Financier Carl Icahn, right, and his wife, Gail. (Henny Ray Abrams/Associated Press)

President-elect Donald Trump is getting his share of criticism for appointing effective, wealthy business executives and leaders from the private sector to his Cabinet. Democrats would have you believe that people who have been magnificently financially profitable in America are somehow disqualified from helping shape American policy. But here’s a different way of looking at the Cabinet Trump has assembled: This may be the most successful group of people brought together to serve a common purpose in Washington in at least the last 50 years.

The list of those willing to bring their expertise to the aid of their country keeps growing. Trump announced Wednesday that billionaire investor Carl Icahn will serve as a special adviser to the Trump administration, specifically on regulatory issues. He will not draw a salary or be considered a government employee. And that appears to be more than Democrats can bear. They are lambasting this as an insider arrangement that will somehow benefit Icahn. Democratic National Committee spokesman Eric Walker went so far as to say, “The corrupt nature of this arrangement cannot be understated. Voters who wanted Trump to drain the swamp just got another face full of mud.”

Really? How is Icahn generously volunteering his time and knowledge to help rein in President Obama’s excessive era of regulations proof of corruption? If you remember, Obama tapped a number of CEOs to join his President’s Council on Jobs and Competitiveness, including Jeffrey R. Immelt, who served as council chair while he was also the chairman of General Electric. Jim McNerney, chairman and CEO of Boeing, and AOL co-founder Steve Case also sat on the council, along with numerous other American business leaders.
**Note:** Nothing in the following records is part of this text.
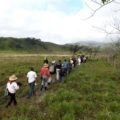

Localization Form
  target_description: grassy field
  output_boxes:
[0,56,120,120]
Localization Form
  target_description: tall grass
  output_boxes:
[0,57,120,120]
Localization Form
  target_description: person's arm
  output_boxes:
[14,82,19,90]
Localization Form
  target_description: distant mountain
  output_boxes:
[68,41,108,47]
[0,37,69,53]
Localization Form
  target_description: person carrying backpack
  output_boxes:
[40,63,50,91]
[6,75,19,107]
[27,67,37,98]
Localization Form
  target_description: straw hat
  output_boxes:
[9,75,18,81]
[52,60,55,64]
[43,63,48,67]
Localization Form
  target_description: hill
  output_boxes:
[0,37,68,53]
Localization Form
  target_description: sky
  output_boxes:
[0,0,120,44]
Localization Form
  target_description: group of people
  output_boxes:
[6,55,87,107]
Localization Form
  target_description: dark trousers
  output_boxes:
[29,82,35,97]
[6,92,17,107]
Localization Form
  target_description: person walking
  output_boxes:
[40,63,50,91]
[27,67,37,98]
[6,75,19,107]
[56,60,62,80]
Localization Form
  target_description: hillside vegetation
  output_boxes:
[0,57,120,120]
[0,37,69,53]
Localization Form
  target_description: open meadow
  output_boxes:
[0,55,120,120]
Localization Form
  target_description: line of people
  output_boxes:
[6,56,87,107]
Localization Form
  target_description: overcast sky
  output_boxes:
[0,0,120,44]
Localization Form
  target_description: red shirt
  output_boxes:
[40,67,50,77]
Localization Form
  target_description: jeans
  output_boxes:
[60,76,64,82]
[56,69,60,80]
[6,92,17,107]
[29,81,35,97]
[41,76,48,90]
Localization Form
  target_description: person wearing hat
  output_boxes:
[27,67,37,98]
[6,75,19,107]
[40,63,50,91]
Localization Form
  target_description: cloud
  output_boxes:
[0,0,120,44]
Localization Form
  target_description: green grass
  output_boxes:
[0,57,120,120]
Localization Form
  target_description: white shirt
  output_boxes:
[27,71,37,83]
[7,82,19,93]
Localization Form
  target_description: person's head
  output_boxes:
[9,74,18,81]
[30,67,34,71]
[58,60,61,63]
[43,63,49,68]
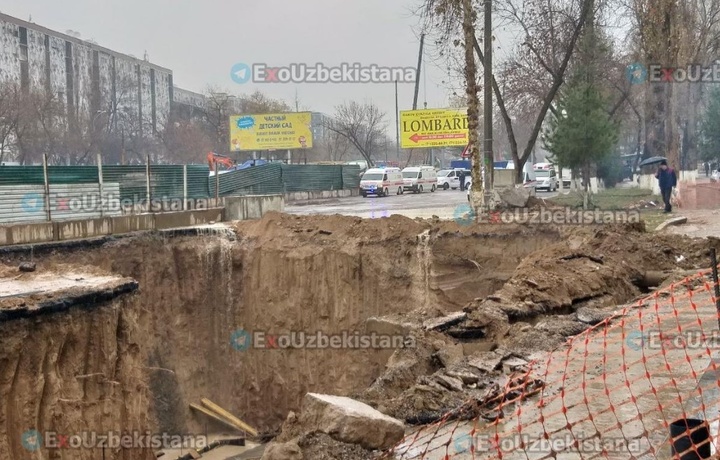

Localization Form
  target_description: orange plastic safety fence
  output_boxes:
[386,271,720,460]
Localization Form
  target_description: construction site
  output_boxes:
[0,200,720,460]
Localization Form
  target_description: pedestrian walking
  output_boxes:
[655,160,677,213]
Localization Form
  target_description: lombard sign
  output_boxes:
[230,112,313,152]
[400,109,468,149]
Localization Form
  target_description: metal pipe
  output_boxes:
[483,0,495,190]
[710,248,720,327]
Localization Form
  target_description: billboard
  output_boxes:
[230,112,313,152]
[400,109,468,149]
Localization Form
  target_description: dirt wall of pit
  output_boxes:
[0,214,558,458]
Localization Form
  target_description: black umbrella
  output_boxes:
[638,157,667,167]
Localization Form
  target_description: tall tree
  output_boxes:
[700,88,720,161]
[544,2,618,209]
[325,101,386,166]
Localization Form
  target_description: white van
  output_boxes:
[402,166,437,193]
[360,168,403,198]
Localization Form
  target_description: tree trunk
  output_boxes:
[463,0,485,216]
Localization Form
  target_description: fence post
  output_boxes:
[710,248,720,326]
[215,162,220,203]
[145,155,151,212]
[43,153,52,222]
[183,165,187,211]
[98,153,105,217]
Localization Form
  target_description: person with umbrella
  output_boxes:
[655,160,677,213]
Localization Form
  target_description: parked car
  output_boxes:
[402,166,437,193]
[360,168,403,198]
[535,168,558,192]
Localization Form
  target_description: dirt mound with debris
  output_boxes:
[470,225,718,320]
[0,213,720,460]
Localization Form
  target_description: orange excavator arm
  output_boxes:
[207,152,235,171]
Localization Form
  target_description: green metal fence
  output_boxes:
[0,163,360,201]
[208,163,360,196]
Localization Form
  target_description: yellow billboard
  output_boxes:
[400,109,468,149]
[230,112,313,152]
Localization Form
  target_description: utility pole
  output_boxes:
[413,34,425,110]
[395,80,400,160]
[483,0,495,190]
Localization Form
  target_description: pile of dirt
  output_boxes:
[346,221,720,430]
[469,225,720,320]
[297,433,379,460]
[234,212,431,245]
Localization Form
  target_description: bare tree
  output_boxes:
[0,83,20,163]
[320,131,355,161]
[325,101,385,166]
[423,0,592,180]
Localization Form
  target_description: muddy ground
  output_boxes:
[0,213,720,459]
If they were able to advise Obama on “ways to create jobs, opportunity, and prosperity for the American people” without being corrupt, why is it that a guy like Icahn can’t help Trump identify ways that regulations may hinder economic growth?

And, oh, by the way, Trump might actually listen to Icahn’s recommendations and implement changes to help boost the American economy. I said in 2012 that Obama’s creation of a jobs council was “nothing more than a throwaway talking point for his apologencia to use to try to mask the truth of his anti-capitalist core beliefs.” The jobs council only met four times before it fell apart. The fact is, Obama used the business leaders on the council as props designed to suggest he cared about business. What a joke. The president who famously declared “You didn’t build that” when talking about productive American business owners wasn’t actually interested in what the council might have had to say.

We should be grateful that people like Icahn are willing to participate and give the president-elect advice. And good for Trump for recognizing that involving accomplished business leaders will be beneficial to the economy. This move further reinforces that business is back. Trump’s welcoming of business leaders is wildly different from Obama’s open contempt for entrepreneurs and business owners. We should want the most successful people we have to feel welcome to chip in and, dare I say, work to make America great again.